As has been shown in the SAM, CLV2 is also capable of forming a receptor complex with CRN/SOL2 to regulate RAM homoeostasis (Figure 1; Miwa et al., 2008; Müller et al., 2008; Bleckmann et al., 2010; Zhu et al., 2010). In addition to the previous observation that CRN lacked kinase activity (Nimchuk et al., 2011), it was reported recently that the CRN/SOL2 kinase domain was not essential for protein function in the root (Somssich et al., 2016). This finding indicates that an unknown receptor, probably a RLK, functions together with the CLV2-CRN heterodimer (Figure 1). As such, the root expressed RLKs, including BAMs and RPK2, might be the logical RLK candidates for the redundant role in root development, because of their pronounced expression in roots (DeYoung et al., 2006; Kinoshita et al., 2010). However, it has been shown that BAM1, independently of CLV2, functioned synergistically with RPK2 in CLE peptide-triggered root meristem arrest (Shimizu et al., 2015). An investigation of homozygous T-DNA insertion lines of root expressed RLKs for their sensitivity to CLV3 peptide treatment revealed none of the tested RLKs were involved in CLV3 perception (ten Hove et al., 2011). Thus it will be worthwhile in future to examine the homozygous lines with a wide range of CLE peptides (Qiang et al., 2013). A number of CLE genes are expressed in the RAM (Jun et al., 2010); however, it is still unclear which CLE peptide is responsible for RAM activity due to the lack of loss-of-function mutants. Nevertheless, it is suggested that CLV2-CRN/SOL2 may perceive the CLE14 and CLE20 ligands to trigger RAM termination, although biochemical evidence for this receptor-ligand interaction is missing (Meng and Feldman, 2010). Altogether, these studies argue that CLV2-CRN/SOL2 heteromers may act together with an unidentified RLK to modulate root meristem maintenance.

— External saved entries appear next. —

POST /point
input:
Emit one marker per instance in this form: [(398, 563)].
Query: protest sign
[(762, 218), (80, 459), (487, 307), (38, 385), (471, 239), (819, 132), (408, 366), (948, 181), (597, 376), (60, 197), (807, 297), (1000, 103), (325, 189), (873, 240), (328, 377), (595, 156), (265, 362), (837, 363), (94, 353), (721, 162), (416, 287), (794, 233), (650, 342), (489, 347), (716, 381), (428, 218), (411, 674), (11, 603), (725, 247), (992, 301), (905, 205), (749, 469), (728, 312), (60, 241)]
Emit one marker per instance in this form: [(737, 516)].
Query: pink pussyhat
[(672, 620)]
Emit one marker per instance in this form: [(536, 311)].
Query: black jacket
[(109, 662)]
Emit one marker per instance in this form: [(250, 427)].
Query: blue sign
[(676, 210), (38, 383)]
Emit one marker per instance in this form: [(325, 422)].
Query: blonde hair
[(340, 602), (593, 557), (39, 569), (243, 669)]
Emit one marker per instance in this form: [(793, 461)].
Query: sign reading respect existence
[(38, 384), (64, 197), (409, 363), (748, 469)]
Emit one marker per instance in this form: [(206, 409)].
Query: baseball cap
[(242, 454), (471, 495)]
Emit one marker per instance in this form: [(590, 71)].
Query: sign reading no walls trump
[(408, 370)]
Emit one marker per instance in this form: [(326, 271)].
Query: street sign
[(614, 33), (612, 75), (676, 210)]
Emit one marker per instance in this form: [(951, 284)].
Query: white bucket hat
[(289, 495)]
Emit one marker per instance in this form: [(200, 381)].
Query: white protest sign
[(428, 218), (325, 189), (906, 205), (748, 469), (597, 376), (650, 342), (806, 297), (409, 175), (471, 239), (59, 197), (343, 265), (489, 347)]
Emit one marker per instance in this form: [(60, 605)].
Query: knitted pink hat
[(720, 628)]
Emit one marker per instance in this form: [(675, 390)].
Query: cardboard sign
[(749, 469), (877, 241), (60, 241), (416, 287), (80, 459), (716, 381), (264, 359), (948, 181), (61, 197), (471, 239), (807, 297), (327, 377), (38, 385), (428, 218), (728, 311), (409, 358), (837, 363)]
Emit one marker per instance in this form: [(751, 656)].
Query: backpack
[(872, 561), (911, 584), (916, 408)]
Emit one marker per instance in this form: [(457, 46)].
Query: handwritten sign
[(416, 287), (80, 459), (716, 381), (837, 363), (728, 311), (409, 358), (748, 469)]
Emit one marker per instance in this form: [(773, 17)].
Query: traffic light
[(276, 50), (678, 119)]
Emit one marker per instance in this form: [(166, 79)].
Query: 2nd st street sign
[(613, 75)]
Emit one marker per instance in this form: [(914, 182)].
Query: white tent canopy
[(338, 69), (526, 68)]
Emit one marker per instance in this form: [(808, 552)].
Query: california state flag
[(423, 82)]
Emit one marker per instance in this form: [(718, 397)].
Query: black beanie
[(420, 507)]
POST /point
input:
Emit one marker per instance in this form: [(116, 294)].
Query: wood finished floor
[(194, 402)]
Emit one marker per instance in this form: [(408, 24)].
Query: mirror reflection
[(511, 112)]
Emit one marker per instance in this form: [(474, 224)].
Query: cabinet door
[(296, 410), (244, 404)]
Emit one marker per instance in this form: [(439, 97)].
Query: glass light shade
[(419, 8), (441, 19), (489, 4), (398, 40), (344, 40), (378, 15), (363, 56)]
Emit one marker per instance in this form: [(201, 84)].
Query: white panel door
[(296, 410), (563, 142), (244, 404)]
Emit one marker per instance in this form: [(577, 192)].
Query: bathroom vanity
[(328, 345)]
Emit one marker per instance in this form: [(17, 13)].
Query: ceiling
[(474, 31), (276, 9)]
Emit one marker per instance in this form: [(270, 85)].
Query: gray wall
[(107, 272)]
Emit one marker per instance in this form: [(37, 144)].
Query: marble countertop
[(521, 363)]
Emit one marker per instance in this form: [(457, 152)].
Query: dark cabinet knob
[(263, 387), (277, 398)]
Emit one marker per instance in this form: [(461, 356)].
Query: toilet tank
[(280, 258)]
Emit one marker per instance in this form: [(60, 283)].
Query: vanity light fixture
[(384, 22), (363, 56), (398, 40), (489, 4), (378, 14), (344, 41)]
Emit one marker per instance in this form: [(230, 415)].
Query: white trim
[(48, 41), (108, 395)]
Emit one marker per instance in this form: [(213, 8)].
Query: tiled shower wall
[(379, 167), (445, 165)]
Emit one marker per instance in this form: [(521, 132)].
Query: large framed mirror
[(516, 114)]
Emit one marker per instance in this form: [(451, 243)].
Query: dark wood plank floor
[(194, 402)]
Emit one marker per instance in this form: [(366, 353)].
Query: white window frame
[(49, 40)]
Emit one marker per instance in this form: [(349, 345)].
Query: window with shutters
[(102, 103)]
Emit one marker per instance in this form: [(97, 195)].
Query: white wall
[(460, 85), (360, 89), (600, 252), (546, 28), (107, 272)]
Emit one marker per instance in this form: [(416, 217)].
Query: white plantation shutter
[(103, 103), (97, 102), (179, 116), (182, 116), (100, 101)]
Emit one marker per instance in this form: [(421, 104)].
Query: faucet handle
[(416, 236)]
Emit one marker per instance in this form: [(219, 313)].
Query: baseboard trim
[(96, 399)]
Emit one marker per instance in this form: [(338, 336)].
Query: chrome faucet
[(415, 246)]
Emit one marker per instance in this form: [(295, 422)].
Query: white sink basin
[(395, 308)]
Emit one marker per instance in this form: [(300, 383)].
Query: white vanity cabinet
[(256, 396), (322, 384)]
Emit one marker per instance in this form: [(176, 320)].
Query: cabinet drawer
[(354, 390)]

CLV2 is Implicated in the Regulation of Protoxylem Formation
It has been reported that ectopic protoxylem vessels were formed in clv2 roots (Kondo et al., 2011), suggesting that endogenous CLV2 functions in the inhibition of protoxylem vessel formation. Many chemically synthesized CLE peptides, including CLE10, suppresses protoxylem vessel formation in the root (Kondo et al., 2011). Consistently, transgenic plants overexpressing CLE10 under an estradiol-inducible promoter exhibited a protoxylem vessel defect similar to that of seedlings treated with CLE10 peptides (Kondo et al., 2011). By contrast, further investigation found that the protoxylem vessel defect is absent in CLE peptides treated clv2 mutants and crn/sol2 mutants (Kondo et al., 2011), indicating that CLV2 and CRN/SOL2 may function as receptors, presumably constituting a receptor complex as has been shown in the SAM and RAM, to perceive CLE10 signaling and modulate protoxylem vessel formation (Figure 1). Indeed, both CLV2 and CRN/SOL2 are strongly expressed in the root stele with greatly overlapping expression domains (Müller et al., 2008; Somssich et al., 2016). However, it remains unclear whether the kinase domain of CRN/SOL2 is involved in the transmission of CLE10 signaling to suppress protoxylem vessel formation. It is most likely that the kinase domain of CRN/SOL2 is dispensable for CRN/SOL2 function in the inhibition of protoxylem vessel formation similar to that in the RAM (Somssich et al., 2016). If this hypothesis holds true, it raises again the possibility that the interaction of CLV2-CRN/SOL2 with an unidentified RLK to form a functional receptor complex (Figure 1).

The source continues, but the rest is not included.